DERRICK ADAMS: FIGURES IN THE URBAN LANDSCAPE
NOVEMBER 8TH, 2017 – JANUARY 6TH, 2018
OPENING RECEPTION: NOVEMBER 8TH, 6 – 8 PM
Tilton Gallery is delighted to present Derrick Adams' newest body of work, Figures in the Urban Landscape, from November 8th, 2017 through January 6th, 2018. It will be his fourth solo show with the gallery. A reception for the artist will be held Wednesday, November 8th from 6 to 8pm.
Derrick Adams is a New York–based, multidisciplinary artist, working in performance, video, sound, paint, textile- and paper-based collage, and multimedia sculpture. His practice is rooted in deconstructivist philosophies such as the fragmentation and manipulation of structure and surface, and the marriage of complex and improbable forms. Through these techniques, Adams examines the forces of popular culture and the media and their effects on the perception and construction of self-image.
As a natural evolution of Adams’ Deconstruction Worker series, this latest iteration of mixed media works on paper and wood panel employ acrylic paint, ink, pencil, fabric and model cars to create faceted figures that now move further in the direction of more fully-formed figures, asserting his position on the subjects of portraiture and identity.
Within some of the portraits there are roads, providing equal presence to the figure and landscape, each with their own level of entry and dimensionality. The roads are topographical and the figures can be seen as either looking into or out from the grid pattern, as one would look inside or outside of a window.
With these works, the figure and the landscape are reflective of each other, posing questions, such as, “Where am I? Where does this road lead?” Offering answers, “I am central to the narrative. I constructed the environment around me.” The cars affixed to the road emphasize the surface and composition, offering movement, direction and navigation.
The plaid textiles within the work are in conversation with the grid, drawing attention to our influence upon the landscape, or conversely, how it informs us and our decision-making. The plaids serve to illustrate how we occupy and pass through spaces and, consciously or unconsciously, compliment the grid.
Placed within the Western influenced plaid patterns are African-inspired printed fabrics. These inset circles illustrate the additional dimension of the black American narrative and serve as an expression of African lineage.
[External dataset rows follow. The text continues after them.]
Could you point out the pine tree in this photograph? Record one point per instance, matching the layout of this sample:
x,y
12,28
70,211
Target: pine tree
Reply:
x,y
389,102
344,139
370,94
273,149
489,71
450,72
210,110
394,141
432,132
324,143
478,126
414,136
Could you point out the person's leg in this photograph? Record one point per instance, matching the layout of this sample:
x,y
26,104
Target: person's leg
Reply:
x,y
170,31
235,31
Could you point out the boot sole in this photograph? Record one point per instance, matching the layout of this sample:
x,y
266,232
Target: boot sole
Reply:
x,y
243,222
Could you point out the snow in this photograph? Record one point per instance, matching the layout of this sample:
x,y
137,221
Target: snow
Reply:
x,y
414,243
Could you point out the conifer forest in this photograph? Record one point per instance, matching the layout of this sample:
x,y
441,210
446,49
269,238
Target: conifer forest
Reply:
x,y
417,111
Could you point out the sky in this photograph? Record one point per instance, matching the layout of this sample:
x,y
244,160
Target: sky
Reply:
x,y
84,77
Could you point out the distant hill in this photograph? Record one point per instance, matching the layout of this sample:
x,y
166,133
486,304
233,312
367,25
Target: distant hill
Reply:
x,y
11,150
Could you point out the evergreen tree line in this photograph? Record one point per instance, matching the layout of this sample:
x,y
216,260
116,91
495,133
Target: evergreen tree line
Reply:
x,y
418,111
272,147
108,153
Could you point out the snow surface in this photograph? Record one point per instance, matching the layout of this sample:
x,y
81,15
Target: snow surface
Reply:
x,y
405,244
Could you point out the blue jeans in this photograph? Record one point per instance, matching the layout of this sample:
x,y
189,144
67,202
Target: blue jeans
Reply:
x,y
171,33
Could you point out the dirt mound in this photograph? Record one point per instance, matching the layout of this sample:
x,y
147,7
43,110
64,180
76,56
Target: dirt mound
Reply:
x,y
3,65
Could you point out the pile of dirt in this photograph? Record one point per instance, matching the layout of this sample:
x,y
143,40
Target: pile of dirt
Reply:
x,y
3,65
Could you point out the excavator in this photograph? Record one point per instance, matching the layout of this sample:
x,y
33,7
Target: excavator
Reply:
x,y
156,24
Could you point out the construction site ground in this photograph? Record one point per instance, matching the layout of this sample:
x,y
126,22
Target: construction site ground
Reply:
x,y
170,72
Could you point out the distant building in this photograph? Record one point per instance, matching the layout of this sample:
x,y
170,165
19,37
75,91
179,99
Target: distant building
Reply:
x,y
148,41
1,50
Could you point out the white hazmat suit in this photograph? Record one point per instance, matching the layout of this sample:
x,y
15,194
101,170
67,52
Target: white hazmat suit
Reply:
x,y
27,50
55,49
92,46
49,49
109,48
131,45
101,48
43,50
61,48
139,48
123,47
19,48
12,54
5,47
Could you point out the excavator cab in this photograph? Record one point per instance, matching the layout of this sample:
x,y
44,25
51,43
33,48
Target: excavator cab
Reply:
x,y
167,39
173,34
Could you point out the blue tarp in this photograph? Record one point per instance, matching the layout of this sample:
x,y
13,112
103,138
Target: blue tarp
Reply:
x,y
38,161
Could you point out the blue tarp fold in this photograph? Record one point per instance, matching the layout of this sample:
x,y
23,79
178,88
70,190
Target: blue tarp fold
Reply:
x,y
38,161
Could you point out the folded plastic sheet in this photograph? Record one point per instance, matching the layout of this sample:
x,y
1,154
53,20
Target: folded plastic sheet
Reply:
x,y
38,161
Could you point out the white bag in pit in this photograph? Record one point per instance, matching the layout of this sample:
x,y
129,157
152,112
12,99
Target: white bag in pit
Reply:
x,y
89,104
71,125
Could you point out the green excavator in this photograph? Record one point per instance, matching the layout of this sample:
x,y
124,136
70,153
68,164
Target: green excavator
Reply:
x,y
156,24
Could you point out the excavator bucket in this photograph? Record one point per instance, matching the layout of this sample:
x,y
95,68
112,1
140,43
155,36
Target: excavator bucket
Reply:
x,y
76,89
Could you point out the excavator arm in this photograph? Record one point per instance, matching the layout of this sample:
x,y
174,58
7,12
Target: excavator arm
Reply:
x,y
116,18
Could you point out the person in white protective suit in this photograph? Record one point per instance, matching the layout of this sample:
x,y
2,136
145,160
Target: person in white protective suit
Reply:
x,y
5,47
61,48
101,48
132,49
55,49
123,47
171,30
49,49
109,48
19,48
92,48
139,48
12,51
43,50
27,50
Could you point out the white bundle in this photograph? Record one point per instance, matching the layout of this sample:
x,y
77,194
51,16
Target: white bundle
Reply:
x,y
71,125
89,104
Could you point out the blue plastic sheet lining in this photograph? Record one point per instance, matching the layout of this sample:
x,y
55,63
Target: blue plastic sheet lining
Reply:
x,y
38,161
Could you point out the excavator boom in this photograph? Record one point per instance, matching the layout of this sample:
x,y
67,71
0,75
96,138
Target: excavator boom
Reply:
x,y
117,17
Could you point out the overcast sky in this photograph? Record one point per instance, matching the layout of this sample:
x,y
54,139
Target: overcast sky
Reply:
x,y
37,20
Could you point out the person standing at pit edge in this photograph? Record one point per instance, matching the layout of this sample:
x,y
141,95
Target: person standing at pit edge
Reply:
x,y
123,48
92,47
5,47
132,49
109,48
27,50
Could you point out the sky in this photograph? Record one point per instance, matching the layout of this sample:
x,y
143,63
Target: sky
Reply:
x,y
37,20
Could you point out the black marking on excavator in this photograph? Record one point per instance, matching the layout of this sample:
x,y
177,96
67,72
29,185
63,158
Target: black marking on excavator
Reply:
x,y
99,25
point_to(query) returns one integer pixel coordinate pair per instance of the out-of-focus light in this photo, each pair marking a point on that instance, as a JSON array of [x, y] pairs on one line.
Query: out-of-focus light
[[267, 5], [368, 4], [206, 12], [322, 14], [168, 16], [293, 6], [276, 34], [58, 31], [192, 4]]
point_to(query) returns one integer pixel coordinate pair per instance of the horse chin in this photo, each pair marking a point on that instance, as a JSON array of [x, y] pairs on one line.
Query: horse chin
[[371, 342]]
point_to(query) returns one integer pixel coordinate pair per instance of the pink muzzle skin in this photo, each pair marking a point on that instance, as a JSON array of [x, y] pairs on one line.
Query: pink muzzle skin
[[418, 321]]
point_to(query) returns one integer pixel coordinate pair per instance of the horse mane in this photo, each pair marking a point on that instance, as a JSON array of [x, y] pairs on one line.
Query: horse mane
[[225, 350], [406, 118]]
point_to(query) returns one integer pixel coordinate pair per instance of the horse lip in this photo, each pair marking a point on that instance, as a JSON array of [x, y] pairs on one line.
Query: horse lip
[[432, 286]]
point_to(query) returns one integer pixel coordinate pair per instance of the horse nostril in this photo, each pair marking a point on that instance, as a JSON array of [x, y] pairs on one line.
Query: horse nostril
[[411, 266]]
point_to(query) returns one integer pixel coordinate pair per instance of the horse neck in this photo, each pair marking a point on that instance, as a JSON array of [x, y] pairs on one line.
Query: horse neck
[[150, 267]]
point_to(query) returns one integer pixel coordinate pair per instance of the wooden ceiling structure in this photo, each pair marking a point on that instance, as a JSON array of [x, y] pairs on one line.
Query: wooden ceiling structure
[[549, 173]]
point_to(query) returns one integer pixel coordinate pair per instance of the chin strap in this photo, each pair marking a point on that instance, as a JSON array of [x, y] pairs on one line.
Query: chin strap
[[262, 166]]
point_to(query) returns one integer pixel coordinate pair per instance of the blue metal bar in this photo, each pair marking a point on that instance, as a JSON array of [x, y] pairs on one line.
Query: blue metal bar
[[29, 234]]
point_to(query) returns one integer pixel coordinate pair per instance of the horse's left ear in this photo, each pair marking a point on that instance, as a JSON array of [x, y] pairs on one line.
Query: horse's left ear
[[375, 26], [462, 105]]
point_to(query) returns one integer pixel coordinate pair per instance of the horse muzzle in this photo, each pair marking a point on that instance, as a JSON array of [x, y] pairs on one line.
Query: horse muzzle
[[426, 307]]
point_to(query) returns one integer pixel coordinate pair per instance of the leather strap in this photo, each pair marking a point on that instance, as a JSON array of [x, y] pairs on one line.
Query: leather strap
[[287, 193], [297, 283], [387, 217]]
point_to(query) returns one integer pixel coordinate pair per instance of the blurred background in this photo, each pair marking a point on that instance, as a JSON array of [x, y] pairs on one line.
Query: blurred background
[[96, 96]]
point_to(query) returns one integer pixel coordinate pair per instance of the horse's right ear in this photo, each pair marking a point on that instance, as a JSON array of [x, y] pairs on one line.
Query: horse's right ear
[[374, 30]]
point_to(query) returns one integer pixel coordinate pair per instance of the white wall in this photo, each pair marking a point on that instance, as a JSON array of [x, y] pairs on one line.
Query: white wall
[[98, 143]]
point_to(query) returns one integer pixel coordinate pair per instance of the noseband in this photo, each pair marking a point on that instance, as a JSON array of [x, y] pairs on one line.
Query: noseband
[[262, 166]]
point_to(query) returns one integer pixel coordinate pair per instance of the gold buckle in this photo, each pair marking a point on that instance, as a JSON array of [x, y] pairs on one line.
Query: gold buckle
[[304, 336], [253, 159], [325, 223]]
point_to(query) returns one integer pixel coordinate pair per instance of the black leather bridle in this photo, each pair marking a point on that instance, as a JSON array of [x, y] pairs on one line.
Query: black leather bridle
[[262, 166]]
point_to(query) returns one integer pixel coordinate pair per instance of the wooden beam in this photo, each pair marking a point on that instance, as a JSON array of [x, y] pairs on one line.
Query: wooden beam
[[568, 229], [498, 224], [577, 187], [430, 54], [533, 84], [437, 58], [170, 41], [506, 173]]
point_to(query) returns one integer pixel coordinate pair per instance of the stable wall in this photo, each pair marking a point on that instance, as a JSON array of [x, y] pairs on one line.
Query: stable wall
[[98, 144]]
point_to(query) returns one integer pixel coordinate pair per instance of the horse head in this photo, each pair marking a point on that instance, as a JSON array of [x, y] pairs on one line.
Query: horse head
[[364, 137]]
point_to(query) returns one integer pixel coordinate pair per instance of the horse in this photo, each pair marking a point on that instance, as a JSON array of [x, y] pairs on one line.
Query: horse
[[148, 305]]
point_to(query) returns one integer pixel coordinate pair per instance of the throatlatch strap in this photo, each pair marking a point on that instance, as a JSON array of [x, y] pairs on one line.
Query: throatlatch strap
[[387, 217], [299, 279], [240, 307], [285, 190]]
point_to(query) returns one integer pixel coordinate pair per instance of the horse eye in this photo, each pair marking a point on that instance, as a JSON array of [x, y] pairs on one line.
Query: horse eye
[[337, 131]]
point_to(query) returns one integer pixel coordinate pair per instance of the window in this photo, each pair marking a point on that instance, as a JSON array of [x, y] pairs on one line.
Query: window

As with previous works related to this series, Adams’ new work has many precedents in earlier Modern and Contemporary art. Formal spacial constructs and his clear, bright use of color hark back to the early 20th century as well as to mid-century Pop art, while his approach to collage and breakdown of the figure acknowlege earlier figurative artists such as Romare Bearden. Architectural processes and their different presentation strategies also play an important role in the work: footprints, floor plans, elevation sections, visual renderings and the constructed object act as various developmental states and approaches and serve as a comparative investigation into the physical construction of the figure.
The final images, surprisingly simple and even playful at first glance, present vibrant new interpretations of portraiture. Completely contemporary, Adams’ figures each have strong individual personalities that relate to the viewer as well as their environment and historical precedents.
Adams received his MFA from Columbia University, BFA from Pratt Institute, and is an alumni of the Skowhegan School of Painting and Sculpture, and the Sharpe-Walentas Studio Program. He has been the recipient of the Joyce Alexander Wein Artist Prize, Louis Comfort Tiffany Award, S.J. Weiler Award, and Agnes Martin Fellowship. He has exhibited and performed at MoMA PS1, Brooklyn Museum of Art, PERFORMA, Studio Museum in Harlem, Brooklyn Academy of Music, The California African American Museum and The Metropolitan Museum of Art, among other notable galleries and institutions. Adams’ work is in the permanent collections of the Studio Museum in Harlem, Virginia Museum of Fine Arts, Birmingham Museum, and the Metropolitan Museum of Art, New York.
Adams had a solo show at The California African American Museum, Los Angeles earlier this year and will be included in the upcoming Prospect.4, New Orleans. Patrick Kelly, The Journey, a current solo show of Adams’ work, is on exhibit at the Countee Cullen Library, New York, organized by the Studio Museum in Harlem, and he will have a one person exhibition at the Museum of Art and Design, New York opening this January, 2018. Adams lives and works in Brooklyn, NY.